Secondary science. Our first use of the Mobile Lab in actual classroom trials was in the secondary science curriculum area of the faculty. In this situation, use of the Mobile Lab occurred as an extension of a technology professional development effort that had begun several months earlier. We had been working with a cohort of instructors to get them started with integrating and modeling technology by creating Web sites for their courses.

At our institution we use the WebCT system in which instructors can get course sites up quickly, incorporating such features as an online class calendar and lecture documents; hyperlinks to resource Web sites; a searchable glossary; text-based messaging with attachments so students can share documents; electronic assignment submission; and grading that allows students to view exam and assignment marks privately, as well as see group statistics.

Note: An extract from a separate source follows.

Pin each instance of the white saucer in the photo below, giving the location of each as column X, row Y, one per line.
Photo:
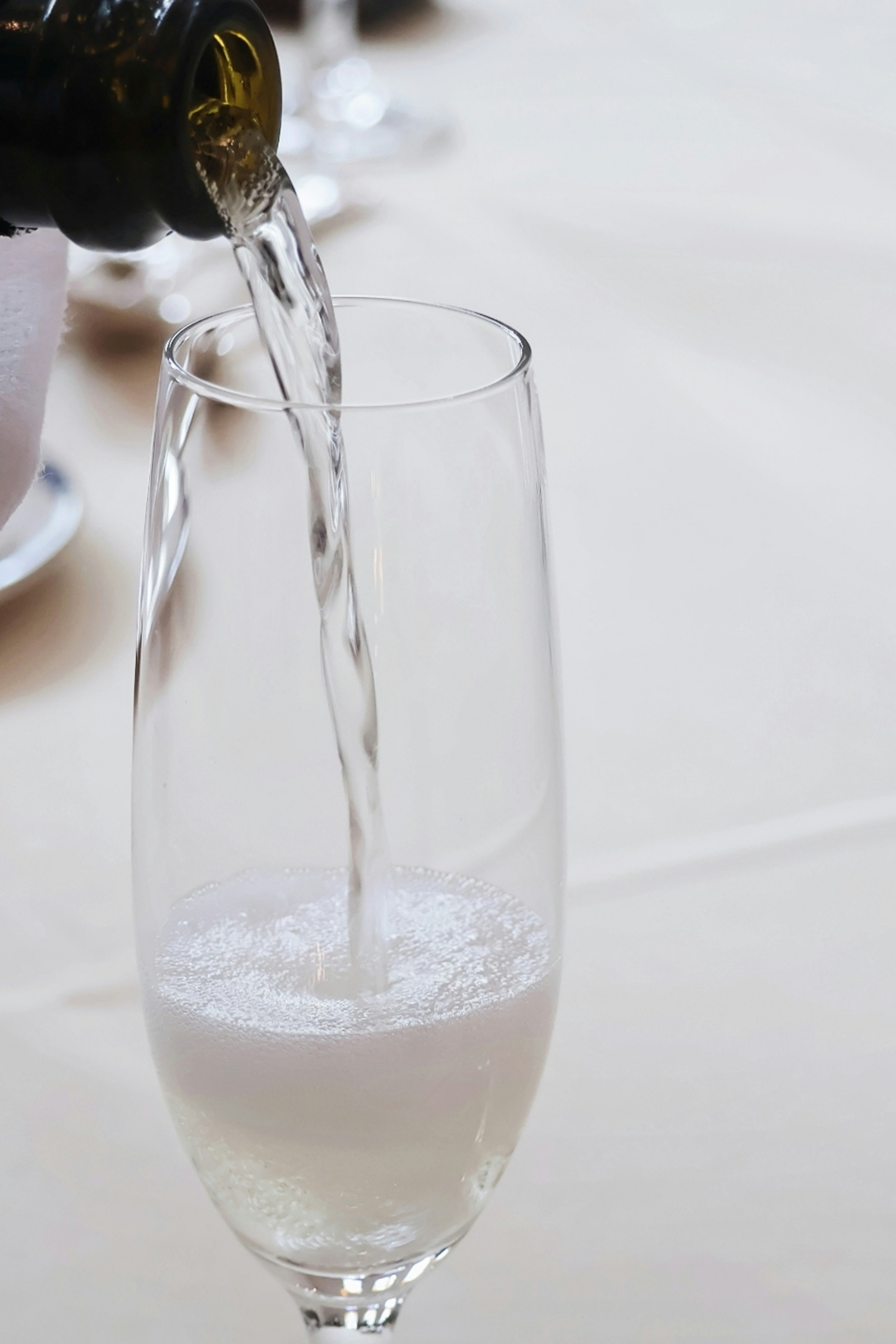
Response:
column 39, row 530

Several undergraduate secondary science classes have now used the Mobile Lab. The instructors felt that it has been very beneficial to be able to model technology use in their regular classroom setting with all of their other resources still nearby. They were able to facilitate hands-on practice in a variety of situations such as a discussion on using Microsoft PowerPoint to manage and provide resources in the middle or high school classroom, exploration of a WebCT site from both an instructor and student viewpoint, an interactive Web-based virtual frog dissection, working with provincial exam test banks, as well as trying an online learning styles inventory and printing their results with the printer available on the wireless network.

After having experienced the Mobile Lab in instructor-led sessions, students in several secondary science classes asked their instructors to book it for their use during student presentations. The students used the technology at particular points in their presentation to facilitate hands-on demonstrations of a science lesson that incorporated the use of Web-based resources. It was extremely convenient in this situation to bring the technology into the regular classroom, because the students also needed access to various lab materials available in the room for physical demonstrations that were also part of their presentations.

Elementary mathematics. We had undertaken a technology integration initiative with the cohort of elementary math education instructors the year before the Mobile Lab was implemented. These instructors required at least one or two computer lab sessions with their classes each term. With a large student population, the basic math methods course had on average 10 sections per term. It was difficult to schedule all of these sections into our regular computer labs, because there were always conflicts with other courses that had full-term bookings. Scheduling is now going more smoothly for the math group with the arrival of the Mobile Lab.

Undergraduate elementary mathematics education classes have now used the Mobile Lab on several occasions to access Web sites related to teaching math. In one class, the students sat in small groups to complete an assignment in which they were asked to examine various questions appearing on a sample provincial achievement test and discuss implications on math teaching. The instructors have commented that the Mobile Lab facilitates small group work and discussions much better than working in a regular computer lab.